Author’s note: I’m not interested in vilifying men, or anyone for that matter. I don’t enjoy or participate in takedowns or pile-ons, I don’t want anyone to suffer more than any of us already are, I don’t think shaming or telling someone what a piece of shit they are is an effective tactic, etc. This is not a “men are shit” conversation. It is to be read from a perspective of bewilderment and frustration and anger at what is. All of the men in my life, and there are many, want muchly to heal, become aware, do good, be good, be better men. But I so often find that rape and assault, abortion, childcare, unpaid labor, etc. are issues seen as gendered, left to women to understand, navigate, and enact change. This was written not as an indictment of anyone, but as a wish, really, that men might take a more active role in considering the things women have no choice in considering as part of whatever work they are doing. That men might read the books we write and believe themselves to be included in the intended audience.
Trigger warning: Rape, sexual assault
A few years ago Melissa Febos wrote about empty consent (“I spent my life consenting to touch I didn’t want”), an essay and concept I think about often enough still and thought about especially a few months ago, when I ended up at a date’s house, in a freeze response I couldn’t even tell I was in, with ripped underwear and a lot of things done to my person that I did not consent to, laying awake in bed and trying to figure out how to leave without causing a scene.
It was not rape or assault by any measure1. I just hadn’t been asked and couldn’t form the word “No” and temporarily forgot how to exit my body from a scene I didn’t want to be in. He was just deeply unaware and self-serving and probably narcissistic and also like nearly every other man I’ve ever fucked. But it sure felt like those things — like rape, like assault. When I got home that night I threw the ruined underwear into a ball on the floor of my closet, where it stayed until a few weeks ago as a manifest reminder of something I was supposed to do something with, that I still don’t know what to do with.
I told a friend about it a few days later, choked with a kind of shame I didn’t know I was capable of feeling anymore. How am I this old, this informed, this clear, this over it, this boundaried, this embodied, this {gestures to the entire structure of her life} everything — and still collapsing in on myself in this same old tired way?
No, wait. He is in his fifties. How is he still doing what he’s doing? And why is my first instinct, always, still, to interrogate myself about what I should have done?
In 2021, when Melissa’s article was published (it was an excerpt from Girlhood, a book no man I know has read), I posted the article to Instagram and captioned it with a story from a recent relationship where I tried to put words to an experience that exemplified the countless and nearly invisible ways women manage things they don’t want happening to them. By the time I posted about it, it had been over a year since the event. It wasn’t to embarrass him, hurt him, or even about him really; it was anonymized, as was our relationship since I’d never written about that either.

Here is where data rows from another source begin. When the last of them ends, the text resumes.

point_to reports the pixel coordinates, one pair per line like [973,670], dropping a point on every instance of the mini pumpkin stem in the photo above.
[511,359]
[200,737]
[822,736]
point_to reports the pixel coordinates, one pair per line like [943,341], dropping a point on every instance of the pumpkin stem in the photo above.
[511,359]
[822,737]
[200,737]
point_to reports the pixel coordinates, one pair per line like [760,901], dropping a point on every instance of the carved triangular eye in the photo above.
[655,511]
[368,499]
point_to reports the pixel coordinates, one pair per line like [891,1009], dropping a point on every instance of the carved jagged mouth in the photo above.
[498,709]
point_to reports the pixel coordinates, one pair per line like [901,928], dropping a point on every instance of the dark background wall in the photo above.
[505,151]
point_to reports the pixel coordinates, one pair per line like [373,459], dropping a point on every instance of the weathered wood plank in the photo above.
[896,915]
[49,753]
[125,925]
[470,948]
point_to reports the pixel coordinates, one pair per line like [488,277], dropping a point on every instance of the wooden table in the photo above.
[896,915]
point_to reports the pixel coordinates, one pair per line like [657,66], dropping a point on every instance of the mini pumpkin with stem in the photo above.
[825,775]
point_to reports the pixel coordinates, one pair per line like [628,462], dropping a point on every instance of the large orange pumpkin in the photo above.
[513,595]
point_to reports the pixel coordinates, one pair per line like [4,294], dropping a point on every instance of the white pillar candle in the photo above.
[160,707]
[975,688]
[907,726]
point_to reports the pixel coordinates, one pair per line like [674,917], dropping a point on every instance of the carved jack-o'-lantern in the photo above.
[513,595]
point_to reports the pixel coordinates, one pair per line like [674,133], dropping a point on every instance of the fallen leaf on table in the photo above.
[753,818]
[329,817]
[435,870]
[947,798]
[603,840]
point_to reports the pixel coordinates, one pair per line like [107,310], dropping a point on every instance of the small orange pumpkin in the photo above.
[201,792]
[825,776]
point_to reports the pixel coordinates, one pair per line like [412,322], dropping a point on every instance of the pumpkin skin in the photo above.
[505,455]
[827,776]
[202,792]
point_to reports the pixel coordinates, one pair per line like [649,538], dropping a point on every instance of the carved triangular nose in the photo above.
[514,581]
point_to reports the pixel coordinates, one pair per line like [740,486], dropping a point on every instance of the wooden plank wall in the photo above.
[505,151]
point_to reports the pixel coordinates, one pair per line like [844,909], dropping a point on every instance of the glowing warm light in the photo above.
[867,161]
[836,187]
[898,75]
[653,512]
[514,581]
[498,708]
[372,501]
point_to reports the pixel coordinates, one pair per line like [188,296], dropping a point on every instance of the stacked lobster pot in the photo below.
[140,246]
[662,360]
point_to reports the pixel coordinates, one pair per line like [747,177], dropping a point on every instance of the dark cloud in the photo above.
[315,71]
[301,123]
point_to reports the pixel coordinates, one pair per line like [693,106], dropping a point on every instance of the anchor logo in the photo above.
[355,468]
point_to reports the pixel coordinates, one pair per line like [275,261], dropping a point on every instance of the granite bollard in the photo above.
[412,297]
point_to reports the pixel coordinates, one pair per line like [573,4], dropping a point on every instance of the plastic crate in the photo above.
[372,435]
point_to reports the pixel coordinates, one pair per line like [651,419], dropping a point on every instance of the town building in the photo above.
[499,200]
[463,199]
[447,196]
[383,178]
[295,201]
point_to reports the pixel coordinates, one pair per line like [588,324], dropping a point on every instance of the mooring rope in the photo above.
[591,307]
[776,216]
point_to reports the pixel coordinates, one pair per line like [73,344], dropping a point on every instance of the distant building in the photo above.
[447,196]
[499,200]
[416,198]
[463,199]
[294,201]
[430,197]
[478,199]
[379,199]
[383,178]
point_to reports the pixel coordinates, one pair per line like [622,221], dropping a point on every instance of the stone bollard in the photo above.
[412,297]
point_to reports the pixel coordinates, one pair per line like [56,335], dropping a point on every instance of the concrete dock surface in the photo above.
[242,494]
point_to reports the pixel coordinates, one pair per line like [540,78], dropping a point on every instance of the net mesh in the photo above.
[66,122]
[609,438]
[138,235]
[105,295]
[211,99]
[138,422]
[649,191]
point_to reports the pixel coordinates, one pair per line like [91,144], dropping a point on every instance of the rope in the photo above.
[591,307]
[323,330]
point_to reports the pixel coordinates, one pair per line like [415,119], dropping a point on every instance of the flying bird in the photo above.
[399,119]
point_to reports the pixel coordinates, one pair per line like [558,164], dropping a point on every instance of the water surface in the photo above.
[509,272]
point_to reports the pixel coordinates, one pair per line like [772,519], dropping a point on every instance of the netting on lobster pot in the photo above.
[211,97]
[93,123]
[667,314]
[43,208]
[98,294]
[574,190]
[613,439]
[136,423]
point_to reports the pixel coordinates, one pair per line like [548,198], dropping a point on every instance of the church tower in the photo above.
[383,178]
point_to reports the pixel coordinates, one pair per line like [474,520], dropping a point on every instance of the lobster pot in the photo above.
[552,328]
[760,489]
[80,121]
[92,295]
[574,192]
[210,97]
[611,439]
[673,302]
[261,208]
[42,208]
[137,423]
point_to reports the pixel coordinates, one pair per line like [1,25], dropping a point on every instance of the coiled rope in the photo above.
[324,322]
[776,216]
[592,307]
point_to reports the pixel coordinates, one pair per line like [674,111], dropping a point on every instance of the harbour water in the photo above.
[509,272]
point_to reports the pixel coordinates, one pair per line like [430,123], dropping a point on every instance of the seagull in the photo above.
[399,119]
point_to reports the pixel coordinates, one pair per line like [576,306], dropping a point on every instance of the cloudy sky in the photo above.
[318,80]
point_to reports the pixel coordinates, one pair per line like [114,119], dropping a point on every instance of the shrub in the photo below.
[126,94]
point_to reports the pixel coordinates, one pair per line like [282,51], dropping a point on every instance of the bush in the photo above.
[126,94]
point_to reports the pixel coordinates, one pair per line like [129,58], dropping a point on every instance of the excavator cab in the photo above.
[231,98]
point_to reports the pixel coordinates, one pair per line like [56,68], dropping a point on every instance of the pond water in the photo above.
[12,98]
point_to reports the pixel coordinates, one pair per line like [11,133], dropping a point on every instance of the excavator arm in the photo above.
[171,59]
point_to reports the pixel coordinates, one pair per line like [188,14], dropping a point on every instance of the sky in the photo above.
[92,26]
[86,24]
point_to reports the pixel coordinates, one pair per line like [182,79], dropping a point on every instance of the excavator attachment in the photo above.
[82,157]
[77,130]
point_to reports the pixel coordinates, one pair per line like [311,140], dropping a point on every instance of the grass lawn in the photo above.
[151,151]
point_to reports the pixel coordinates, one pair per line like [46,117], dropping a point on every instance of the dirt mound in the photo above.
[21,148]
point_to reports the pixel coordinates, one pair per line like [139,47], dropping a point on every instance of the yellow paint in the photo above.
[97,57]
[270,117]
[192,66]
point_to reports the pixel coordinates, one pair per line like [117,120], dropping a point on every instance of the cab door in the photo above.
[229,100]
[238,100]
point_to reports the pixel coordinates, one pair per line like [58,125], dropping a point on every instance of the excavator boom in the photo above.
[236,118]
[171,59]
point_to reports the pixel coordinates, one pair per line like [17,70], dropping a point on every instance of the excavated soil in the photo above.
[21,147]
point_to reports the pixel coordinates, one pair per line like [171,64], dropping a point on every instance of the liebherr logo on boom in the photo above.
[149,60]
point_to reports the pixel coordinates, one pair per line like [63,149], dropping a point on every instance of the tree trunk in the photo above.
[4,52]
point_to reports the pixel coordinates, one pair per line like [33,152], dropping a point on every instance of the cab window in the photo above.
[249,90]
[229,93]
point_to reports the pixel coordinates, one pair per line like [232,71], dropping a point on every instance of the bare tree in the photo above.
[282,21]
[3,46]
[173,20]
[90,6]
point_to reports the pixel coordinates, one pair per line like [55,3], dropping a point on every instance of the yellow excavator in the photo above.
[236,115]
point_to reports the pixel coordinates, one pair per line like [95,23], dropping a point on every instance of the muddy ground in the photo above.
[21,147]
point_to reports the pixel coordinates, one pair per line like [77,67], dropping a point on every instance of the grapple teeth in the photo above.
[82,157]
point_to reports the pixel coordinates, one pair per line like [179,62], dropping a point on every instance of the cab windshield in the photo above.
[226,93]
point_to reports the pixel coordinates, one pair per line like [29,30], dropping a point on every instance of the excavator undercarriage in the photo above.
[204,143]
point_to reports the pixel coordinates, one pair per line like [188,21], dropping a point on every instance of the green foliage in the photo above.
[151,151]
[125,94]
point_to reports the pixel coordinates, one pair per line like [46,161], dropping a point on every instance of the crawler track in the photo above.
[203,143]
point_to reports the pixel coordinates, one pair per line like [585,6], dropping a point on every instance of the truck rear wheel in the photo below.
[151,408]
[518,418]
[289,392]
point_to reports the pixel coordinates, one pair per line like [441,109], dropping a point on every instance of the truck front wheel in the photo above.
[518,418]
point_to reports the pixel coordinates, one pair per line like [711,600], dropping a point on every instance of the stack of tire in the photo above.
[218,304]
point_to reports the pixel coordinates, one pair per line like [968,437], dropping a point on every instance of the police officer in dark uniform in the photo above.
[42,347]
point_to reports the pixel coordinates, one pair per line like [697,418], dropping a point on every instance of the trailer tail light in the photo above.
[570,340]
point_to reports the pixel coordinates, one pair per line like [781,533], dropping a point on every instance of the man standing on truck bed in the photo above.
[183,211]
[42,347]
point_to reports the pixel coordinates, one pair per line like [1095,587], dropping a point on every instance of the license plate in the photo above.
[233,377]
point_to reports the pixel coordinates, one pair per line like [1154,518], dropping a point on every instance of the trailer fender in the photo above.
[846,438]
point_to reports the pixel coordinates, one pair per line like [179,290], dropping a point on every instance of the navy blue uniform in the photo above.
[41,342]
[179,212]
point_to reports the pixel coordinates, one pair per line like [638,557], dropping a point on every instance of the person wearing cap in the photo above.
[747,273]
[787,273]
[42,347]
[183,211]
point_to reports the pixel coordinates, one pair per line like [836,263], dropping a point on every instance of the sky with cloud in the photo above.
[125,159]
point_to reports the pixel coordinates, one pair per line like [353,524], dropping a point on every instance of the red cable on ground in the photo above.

A week or two after the Instagram post he contacted me. He apologized for anything he’d ever done that I’d construed as harmful (I believe he said he would not litigate my experience), and then moved right on to the actual reason he called, which was to tell me I was not allowed to write about him or us. The issue wasn’t about the issue, the issue was that someone might figure out it was him I was talking about. In other words, the issue was reputational, and the harm being done was to him.
When I said as much he hung up on me, and when he hung up on me I wrote a scathing essay about him, rape culture in general, and who the burden of undoing it falls upon. Mostly, I wrote about the anger one can feel just being a fucking woman surrounded by men who refuse to inconvenience themselves by learning about the things we are forced to constantly consider. The point of that essay was the same as this one: What might be possible if he read the books I did?
I published the essay and took it down almost immediately. It felt heavy, too much, too exhausting, too mean to him, too played out, too 2017, too MeToo. It was 2021 and I didn’t want to be mad at men anymore or be the person who is seen as being the one who is mad at men anymore.2
Over the years I’ve written hundreds of essays I’ve never published or opened again, just discarded and moved on from. This one though (originally called “Slap” because of the one time a massage therapist slapped my ass in the middle of a session), I’ve gone back to time and again, read and re-read, worked and re-worked, sent to multiple writer friends to read and edit.
It’s not that I’m scared to publish it (though to be clear I am). It’s more like this: I felt then (and even more now) like we’re in the part of history when things are unquestionably worse for women than they were in any of the years my (and every woman’s) anger was unrestrained or where some powerful terrible men actually suffered some consequence for causing it, and also the part where we’re really tired of being mad all the time, or when those of us who are still angry are treated as the problem or the one’s who can’t move on.
“The same group of us keeps getting outraged by men’s bad behavior. And the same group of men keeps perpetrating.” - , author of Down Girl: The Logic of Misogyny (also a book no man I know has read), on the recent World Cup bullshit
Yesterday when I was talking to
(author of Touched Out: Motherhood, Misogyny, Consent and Control, a book that hasn’t been published but one I’m pretty sure no man I know will read) about her scathing, angry, bleeding book on motherhood (I say this affectionately, it’s one of the best books I’ve read in a long, long time), I told her I feel like because her book is so palpable and hot and rightfully furious about what it actually means to be a woman and a mother, that it’s almost subversive now. Like there was this small window of time where we got to be angry, where we published books called RAGE BECOMES HER and GOOD AND MAD, and now we’re supposed to be post-angry.Or maybe that’s not it. Maybe it’s exhaustion, a feeling of resignation, a giving up. Maybe it’s because #MeToo feels more like a meme than a restructuring, destined to live only as long as #girlboss or #girlanything or every internet trend that flames out at a dizzying pace. We’re still talking about that? Why? It’s not like little girls are being forced to have children or anything. It’s not like we’re being criminally charged for trying to help our daughters obtain basic healthcare. It’s not like we’re, as Kate Manne put it in her essay and Jamelle Bouie put in his opinion piece for the New York Times, being legally fucking bred or anything.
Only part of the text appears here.